Anonymous ID: 3ef71c Nov. 14, 2021, 3:05 p.m. No.14999269   🗄️.is 🔗kun

Strike three at McKinsey

 

One insider-trading scandal is suspicious. Two is a trend. Three is a message.

 

The feds charged a partner at the elite consulting firm McKinsey & Company of insider trading last week. It's the third time a partner has been charged, and federal prosecutors allege the newest defendant, Puneet Dikshit of Manhattan, made about $450,000 from illegally trading options ahead of a Goldman Sachs acquisition he knew about.

 

“We have zero tolerance for the egregious conduct described in the criminal complaint,” McKinsey said in a statement.

 

Yet something about the zero-tolerance policy at the world’s largest consulting firm isn’t working. The head of McKinsey, Rajat Gupta, was sentenced to two years in prison in 2012 after leaking information about Goldman earnings to hedge fund manager Raj Rajaratnam. Another McKinsey partner, Anil Kumar, pleaded guilty in the same matter in 2010.

 

McKinsey, once the gold standard in management consulting, was compared to the Jesuits or Marines for its discipline and work ethic.

 

“They give projections, conjure up a scary future and tell clients you need our help and we’ll hold your hand as you work through the essential uncertainty that is existence,” said Duff McDonald, author of The Firm: The Story of McKinsey and Its Secret Influence on American Business.

 

“I don’t think it’s a rotten entity,” McDonald added. “I don’t think they know how to question their own motives.”

 

Insider trading, advising the Sacklers or working on a deal with friends of a scandal-plagued former president of South Africa, McKinsey’s problems come from the same place, McDonald said. The measure of a successful consulting job is the client’s financial performance improves. Nothing else matters nearly enough, like whether the client is doing the right thing.

 

Every professional services firm struggles with this.

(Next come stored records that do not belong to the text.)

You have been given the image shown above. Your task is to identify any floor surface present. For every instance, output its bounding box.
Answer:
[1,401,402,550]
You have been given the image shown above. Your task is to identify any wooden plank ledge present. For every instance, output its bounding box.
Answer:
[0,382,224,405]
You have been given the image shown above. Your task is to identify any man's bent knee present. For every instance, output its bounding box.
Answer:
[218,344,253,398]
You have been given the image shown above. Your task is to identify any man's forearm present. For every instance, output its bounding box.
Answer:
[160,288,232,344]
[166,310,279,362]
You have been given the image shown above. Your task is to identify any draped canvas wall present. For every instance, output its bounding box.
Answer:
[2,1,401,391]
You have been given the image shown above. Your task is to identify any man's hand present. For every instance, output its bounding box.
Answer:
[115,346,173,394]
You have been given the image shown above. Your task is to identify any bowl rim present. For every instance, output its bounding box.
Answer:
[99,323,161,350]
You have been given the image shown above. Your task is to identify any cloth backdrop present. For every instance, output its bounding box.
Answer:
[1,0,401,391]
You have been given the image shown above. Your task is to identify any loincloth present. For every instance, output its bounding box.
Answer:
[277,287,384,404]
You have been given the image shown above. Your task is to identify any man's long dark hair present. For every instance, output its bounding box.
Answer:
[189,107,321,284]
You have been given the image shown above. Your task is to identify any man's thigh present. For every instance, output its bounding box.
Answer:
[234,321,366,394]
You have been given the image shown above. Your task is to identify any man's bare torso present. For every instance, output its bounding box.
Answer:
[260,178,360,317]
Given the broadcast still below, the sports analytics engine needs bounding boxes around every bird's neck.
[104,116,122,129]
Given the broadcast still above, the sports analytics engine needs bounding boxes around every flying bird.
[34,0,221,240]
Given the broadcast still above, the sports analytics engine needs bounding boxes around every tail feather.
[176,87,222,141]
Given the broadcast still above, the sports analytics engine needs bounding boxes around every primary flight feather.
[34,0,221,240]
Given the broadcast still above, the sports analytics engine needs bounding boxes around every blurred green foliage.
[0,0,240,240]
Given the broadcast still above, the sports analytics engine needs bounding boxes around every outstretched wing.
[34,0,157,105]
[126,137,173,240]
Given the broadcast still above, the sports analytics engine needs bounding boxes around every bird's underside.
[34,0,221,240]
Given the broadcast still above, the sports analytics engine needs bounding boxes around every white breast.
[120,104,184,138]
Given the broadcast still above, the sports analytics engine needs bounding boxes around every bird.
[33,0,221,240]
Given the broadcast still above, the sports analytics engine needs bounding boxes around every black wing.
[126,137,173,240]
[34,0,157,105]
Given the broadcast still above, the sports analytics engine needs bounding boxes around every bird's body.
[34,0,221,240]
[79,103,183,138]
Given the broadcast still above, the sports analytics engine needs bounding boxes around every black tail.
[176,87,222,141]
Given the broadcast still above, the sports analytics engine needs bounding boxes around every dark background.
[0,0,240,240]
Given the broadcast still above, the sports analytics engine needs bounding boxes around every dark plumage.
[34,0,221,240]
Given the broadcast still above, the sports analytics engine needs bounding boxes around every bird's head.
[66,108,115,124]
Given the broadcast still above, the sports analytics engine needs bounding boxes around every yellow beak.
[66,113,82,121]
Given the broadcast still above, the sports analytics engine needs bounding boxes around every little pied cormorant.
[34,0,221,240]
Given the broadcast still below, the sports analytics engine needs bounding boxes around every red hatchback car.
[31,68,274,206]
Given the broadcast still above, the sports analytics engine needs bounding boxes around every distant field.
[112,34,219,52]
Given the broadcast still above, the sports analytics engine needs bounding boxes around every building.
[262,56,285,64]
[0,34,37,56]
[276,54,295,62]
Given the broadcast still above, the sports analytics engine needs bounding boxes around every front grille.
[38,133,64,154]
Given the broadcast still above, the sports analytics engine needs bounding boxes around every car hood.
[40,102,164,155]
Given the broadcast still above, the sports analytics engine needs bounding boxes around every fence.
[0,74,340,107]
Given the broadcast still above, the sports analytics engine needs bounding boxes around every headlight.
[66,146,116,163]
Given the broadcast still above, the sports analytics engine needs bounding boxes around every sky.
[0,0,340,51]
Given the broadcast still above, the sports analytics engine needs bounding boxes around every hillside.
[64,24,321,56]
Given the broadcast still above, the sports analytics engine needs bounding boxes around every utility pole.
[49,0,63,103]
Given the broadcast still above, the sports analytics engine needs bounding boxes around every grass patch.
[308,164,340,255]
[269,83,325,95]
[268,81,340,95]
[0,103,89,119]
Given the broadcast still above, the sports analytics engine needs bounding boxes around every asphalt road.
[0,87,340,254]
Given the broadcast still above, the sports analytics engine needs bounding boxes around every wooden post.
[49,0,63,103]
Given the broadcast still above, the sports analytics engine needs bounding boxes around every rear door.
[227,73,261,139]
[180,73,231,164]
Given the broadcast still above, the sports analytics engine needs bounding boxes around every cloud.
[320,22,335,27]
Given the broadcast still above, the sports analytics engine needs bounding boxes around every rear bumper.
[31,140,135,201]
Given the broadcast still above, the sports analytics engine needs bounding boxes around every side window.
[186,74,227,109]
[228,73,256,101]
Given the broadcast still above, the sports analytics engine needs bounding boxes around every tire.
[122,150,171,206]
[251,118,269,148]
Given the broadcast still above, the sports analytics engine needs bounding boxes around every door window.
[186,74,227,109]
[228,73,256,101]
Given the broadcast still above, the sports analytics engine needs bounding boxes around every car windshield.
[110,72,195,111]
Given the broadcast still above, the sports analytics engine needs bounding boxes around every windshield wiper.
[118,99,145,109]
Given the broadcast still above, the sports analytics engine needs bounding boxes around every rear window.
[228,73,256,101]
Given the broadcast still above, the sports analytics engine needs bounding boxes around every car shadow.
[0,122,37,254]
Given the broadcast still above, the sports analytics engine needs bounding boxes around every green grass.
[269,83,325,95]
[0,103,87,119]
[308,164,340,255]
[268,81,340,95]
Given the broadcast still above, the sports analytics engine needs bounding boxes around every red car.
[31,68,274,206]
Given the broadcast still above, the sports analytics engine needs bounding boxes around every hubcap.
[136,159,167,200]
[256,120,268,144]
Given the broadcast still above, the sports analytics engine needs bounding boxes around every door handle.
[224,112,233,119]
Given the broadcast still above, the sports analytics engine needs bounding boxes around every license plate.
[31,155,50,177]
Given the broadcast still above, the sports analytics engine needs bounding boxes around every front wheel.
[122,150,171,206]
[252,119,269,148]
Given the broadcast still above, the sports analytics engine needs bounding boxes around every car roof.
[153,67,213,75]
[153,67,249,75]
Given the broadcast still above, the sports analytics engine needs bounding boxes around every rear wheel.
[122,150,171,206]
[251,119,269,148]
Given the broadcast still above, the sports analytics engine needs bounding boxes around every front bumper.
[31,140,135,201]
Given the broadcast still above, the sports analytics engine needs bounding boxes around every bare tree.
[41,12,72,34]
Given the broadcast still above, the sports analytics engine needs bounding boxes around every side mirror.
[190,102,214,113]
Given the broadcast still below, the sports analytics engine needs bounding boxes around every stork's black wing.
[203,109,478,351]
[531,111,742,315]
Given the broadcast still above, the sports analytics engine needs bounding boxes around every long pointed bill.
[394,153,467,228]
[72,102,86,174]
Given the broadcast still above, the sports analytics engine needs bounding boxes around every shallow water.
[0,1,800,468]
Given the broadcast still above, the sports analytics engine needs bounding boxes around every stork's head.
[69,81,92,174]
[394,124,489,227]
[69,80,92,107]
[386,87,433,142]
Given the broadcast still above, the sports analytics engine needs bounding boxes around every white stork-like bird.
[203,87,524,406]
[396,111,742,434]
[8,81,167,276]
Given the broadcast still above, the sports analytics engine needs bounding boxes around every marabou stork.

At the largest, the leaders were nearly all trained at Harvard Business School, an institution that McDonald expertly uncracks and unveils in The Golden Passport .

 

As to firm culture, McKinsey said: “Both the DOJ and SEC complaints outline our firm’s policies regarding personal investments as well as the steps the individual allegedly took to violate those policies and the law.”